The Baltic region’s finance industry has been struggling and some of the area’s countries including Estonia, Latvia, and Lithuania have reportedly been indirectly involved in money-laundering scandals that were allegedly orchestrated by large Nordic banks.
However, Lithuania’s capital has been able to develop its local finance industry and economy. After the United Kingdom’s planned exit from the European Union, Vilnius is set to become the largest center in the bloc for regulated Fintech firms, according to a report in the FT.
Brexit has also been encouraging even more tech companies that aim to disrupt the traditional finance sector to move to Lithuania as the Baltic nation promotes itself as a “gateway to Europe” for Chinese and Israeli Fintech firms.
But the push into Fintech-related business does come with various risks for Lithuania. For instance, many of the serious issues in the money-laundering scandals (e.g. Ukio in Lithuania, ABLV in Latvia, Danske Bank in Estonia) reportedly originated from the Baltics’ relative closeness to Russia and a motivation to serve as a sort of financial bridge between the east and the European Union. But instead, the outcome was a destabilization of the area’s financial ecosystem.
The same concerns now exist for Fintech firms and businesses, and China’s expected involvement could make things more complicated.
Linas Linkevicius, Lithuania’s foreign minister, noted:
“In security terms, fintech is a challenge as well. It should be taken really seriously.”

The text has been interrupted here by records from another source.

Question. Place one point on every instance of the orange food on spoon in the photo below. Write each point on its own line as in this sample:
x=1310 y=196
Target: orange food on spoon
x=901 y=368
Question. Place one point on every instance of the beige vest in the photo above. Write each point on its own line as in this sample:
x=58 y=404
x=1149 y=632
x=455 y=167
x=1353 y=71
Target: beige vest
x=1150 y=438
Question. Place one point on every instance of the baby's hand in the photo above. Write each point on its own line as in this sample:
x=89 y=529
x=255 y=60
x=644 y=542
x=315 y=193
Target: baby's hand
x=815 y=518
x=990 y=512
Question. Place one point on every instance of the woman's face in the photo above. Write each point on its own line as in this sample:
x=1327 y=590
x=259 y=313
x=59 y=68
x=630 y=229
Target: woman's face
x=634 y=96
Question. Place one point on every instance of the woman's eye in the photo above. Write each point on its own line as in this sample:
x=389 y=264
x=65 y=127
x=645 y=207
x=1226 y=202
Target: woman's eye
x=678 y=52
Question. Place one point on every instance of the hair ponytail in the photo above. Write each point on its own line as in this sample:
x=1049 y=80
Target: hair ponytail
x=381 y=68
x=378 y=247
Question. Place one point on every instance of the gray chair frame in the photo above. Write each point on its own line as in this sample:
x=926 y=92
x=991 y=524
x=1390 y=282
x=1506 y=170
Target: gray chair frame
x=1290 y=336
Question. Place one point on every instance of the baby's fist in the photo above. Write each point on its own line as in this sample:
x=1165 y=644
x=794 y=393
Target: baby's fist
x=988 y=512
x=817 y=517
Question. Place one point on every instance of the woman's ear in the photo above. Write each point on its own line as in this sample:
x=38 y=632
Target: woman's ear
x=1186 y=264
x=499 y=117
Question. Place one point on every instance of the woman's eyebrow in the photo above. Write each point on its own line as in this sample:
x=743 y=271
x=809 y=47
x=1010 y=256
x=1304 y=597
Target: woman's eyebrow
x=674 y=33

The rise in Fintech-related activity in Lithuania has come due to locals being dissatisfied with traditional Scandinavian financial institutions that currently dominate the nation’s financial ecosystem.
Following the global 2008 financial crisis, officials in Lithuania realized that the Swedish banks in the region were not meeting the requirements of local consumers, as they weren’t providing modern financial services. In order to introduce digital services, Lithuania’s government decided it would welcome Fintech startups.
Marius Jurgilas, a board member of the Bank of Lithuania, explained:
“There was a lack of innovation. We said to fintech: ‘please come here, and disrupt my domestic market’.”
Jurgilas notes that his job is to supervise and encourage financial innovation. He adds that he’s fully aware of the different conflicts. Under his leadership, the country’s reserve bank has established a regulatory sandbox in order to support local Fintech firms in testing out various solutions.
The Bank of Lithuania has issued e-money licenses to 64 different Fintech companies with an additional 40 applications currently being reviewed. These figures are still far behind the United Kingdom, which reportedly has over 150 regulated Fintech firms, however, it’s ahead of all other EU member states, as none have more than 20 licensed Fintechs.
It has managed to attract large Fintech companies including Revolut, the UK-based financial technology firm that was eager to acquire a banking license in the EU region to allow it to offer services across the bloc.
Richard Davies, Revolut’s chief operating officer, remarked:
“The Bank of Lithuania is very approachable.”
A few concerns were raised regarding Revolut’s operations because of its Russian founders, however, the UK-headquartered digital bank still managed to obtain a license. But Lithuanian MPs remain concerned about whether local officials will be able to keep track of all the potential risks.
The reserve bank of Lithuania notes that it has around 150 staff members that are currently working on supervision with about two-thirds of employees managing Fintech-related matters.
Tadas Vizgirda, head of local Fintech firm Shift4 Payments, pointed out:
“We are not naive.”
He added that Lithuanians have become used to the potential threat of Russian influence and that it’s “easier for them to identify it.”